Given a sequence a[1],a[2],a[3]……a[n], your job is to calculate the max sum of a sub-sequence. For example, given (6,-1,5,4,-7), the max sum in this sequence is 6 + (-1) + 5 + 4 = 14.

Input

The first line of the input contains an integer T(1<=T<=20) which means the number of test cases. Then T lines follow, each line starts with a number N(1<=N<=100000), then N integers followed(all the integers are between -1000 and 1000).

Output

For each test case, you should output two lines. The first line is “Case #:”, # means the number of the test case. The second line contains three integers, the Max Sum in the sequence, the start position of the sub-sequence, the end position of the sub-sequence. If there are more than one result, output the first one.
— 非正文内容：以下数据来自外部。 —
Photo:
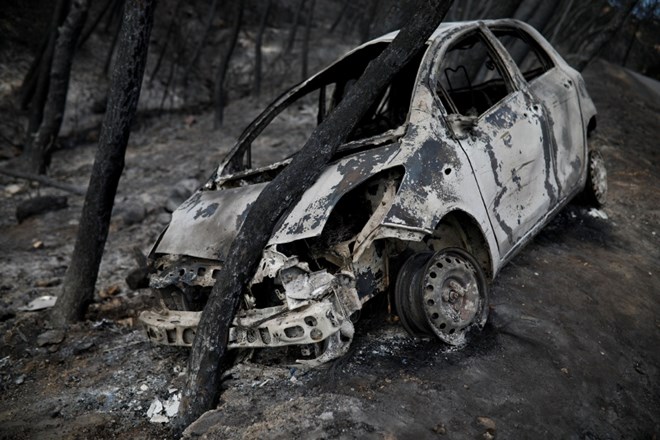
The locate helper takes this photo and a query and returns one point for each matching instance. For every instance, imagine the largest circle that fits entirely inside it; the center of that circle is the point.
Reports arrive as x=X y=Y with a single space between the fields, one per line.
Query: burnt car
x=475 y=145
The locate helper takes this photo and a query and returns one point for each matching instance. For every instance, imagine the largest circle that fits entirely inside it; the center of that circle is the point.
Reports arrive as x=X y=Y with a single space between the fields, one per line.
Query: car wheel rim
x=445 y=297
x=598 y=176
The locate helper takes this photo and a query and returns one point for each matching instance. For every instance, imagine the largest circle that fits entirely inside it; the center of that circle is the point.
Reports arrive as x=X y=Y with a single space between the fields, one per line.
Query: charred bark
x=94 y=24
x=111 y=51
x=39 y=146
x=294 y=28
x=80 y=277
x=35 y=87
x=592 y=49
x=305 y=48
x=202 y=41
x=209 y=354
x=219 y=91
x=257 y=49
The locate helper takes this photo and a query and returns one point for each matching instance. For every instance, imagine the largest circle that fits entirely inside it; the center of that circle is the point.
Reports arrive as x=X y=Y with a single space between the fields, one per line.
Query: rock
x=486 y=422
x=43 y=302
x=156 y=407
x=50 y=337
x=164 y=218
x=440 y=429
x=327 y=416
x=13 y=189
x=171 y=405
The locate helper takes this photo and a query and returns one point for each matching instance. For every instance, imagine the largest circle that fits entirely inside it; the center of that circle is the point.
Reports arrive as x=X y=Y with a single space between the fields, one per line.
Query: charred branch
x=80 y=278
x=209 y=354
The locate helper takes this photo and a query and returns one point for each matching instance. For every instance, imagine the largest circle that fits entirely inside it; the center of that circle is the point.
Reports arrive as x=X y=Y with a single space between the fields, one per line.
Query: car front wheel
x=443 y=294
x=595 y=190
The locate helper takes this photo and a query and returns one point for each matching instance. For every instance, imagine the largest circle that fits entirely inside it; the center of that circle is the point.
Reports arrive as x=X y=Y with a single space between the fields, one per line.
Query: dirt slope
x=570 y=351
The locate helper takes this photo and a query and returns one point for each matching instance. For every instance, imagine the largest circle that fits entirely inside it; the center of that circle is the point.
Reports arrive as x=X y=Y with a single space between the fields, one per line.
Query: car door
x=500 y=126
x=554 y=89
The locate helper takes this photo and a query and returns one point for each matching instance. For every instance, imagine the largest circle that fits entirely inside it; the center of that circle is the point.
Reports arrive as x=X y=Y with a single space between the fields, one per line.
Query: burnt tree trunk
x=293 y=30
x=39 y=146
x=592 y=49
x=209 y=354
x=36 y=89
x=257 y=49
x=113 y=45
x=219 y=91
x=33 y=88
x=170 y=30
x=94 y=23
x=80 y=277
x=202 y=41
x=305 y=48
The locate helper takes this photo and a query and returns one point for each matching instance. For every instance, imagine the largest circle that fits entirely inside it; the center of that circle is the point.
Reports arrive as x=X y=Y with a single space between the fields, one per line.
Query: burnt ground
x=570 y=350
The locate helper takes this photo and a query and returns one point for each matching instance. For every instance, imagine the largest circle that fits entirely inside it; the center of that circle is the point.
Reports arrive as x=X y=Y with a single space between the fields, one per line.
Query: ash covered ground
x=570 y=350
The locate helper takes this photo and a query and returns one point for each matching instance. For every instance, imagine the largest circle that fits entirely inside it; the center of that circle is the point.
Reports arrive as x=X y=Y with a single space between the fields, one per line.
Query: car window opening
x=531 y=59
x=470 y=78
x=299 y=114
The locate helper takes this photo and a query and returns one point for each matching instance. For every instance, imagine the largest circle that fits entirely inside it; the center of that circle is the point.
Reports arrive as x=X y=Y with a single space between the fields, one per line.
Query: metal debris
x=470 y=151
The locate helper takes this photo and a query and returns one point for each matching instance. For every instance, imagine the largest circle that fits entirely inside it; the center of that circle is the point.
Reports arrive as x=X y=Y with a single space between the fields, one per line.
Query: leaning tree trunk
x=219 y=92
x=39 y=145
x=35 y=84
x=305 y=48
x=258 y=52
x=80 y=278
x=209 y=354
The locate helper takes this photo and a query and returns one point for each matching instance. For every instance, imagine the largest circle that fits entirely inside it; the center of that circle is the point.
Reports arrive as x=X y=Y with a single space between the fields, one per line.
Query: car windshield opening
x=284 y=127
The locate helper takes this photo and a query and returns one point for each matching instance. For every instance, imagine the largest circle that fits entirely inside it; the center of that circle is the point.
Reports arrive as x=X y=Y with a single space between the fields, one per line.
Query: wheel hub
x=444 y=297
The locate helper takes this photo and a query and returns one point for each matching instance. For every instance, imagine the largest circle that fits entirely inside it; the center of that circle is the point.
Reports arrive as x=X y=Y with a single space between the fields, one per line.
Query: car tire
x=595 y=189
x=442 y=294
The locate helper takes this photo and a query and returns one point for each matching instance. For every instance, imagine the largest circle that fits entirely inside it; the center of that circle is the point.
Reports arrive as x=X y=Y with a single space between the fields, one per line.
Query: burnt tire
x=442 y=294
x=595 y=189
Output a blank line between two cases.

Sample Input

2
5 6 -1 5 4 -7
7 0 6 -1 1 -6 7 -5

Sample Output

Case 1:
14 1 4

Case 2:
7 1 6

---

思路：

经典入门dp，难度小，主要因为自己太粗心WA了4次，记录一下长记性。
WA的地方是记录子序列末位置last时没有初始化为1，导致如果最大子序列就是第一个元素的时候last为0。

Code：

#include<bits/stdc++.h>
using namespace std;
#define MAXN 100000+10
#define M(a, b) memset(a, b, sizeof(a))
int a[MAXN], dp[MAXN], first, last, maxsum;

void Do(){
    M(dp, 0);
    M(a, 0);
    int n;
    scanf("%d", &n);
    for (int i = 1; i <= n; ++i) scanf("%d", &a[i]);
    dp[1] = a[1];
    for (int i = 2; i <= n; ++i) dp[i] = max(a[i]+dp[i-1], a[i]);
    maxsum = dp[1];
    last = 1;
    for (int i = 2; i <= n; ++i)
        if (dp[i] > maxsum){
            maxsum = dp[i];
            last = i;
        }
    int temp = maxsum;
    for (int i = last; i >= 1; --i){
        temp -= a[i];
        if (!temp) first = i;
    }
}

int main()
{
    int T;
    scanf("%d", &T);
    for (int i = 1; i <= T; ++i){
        Do();
        printf("Case %d:\n%d %d %d\n", i, maxsum, first, last);
        if (i != T) printf("\n");
    }

    return 0;
}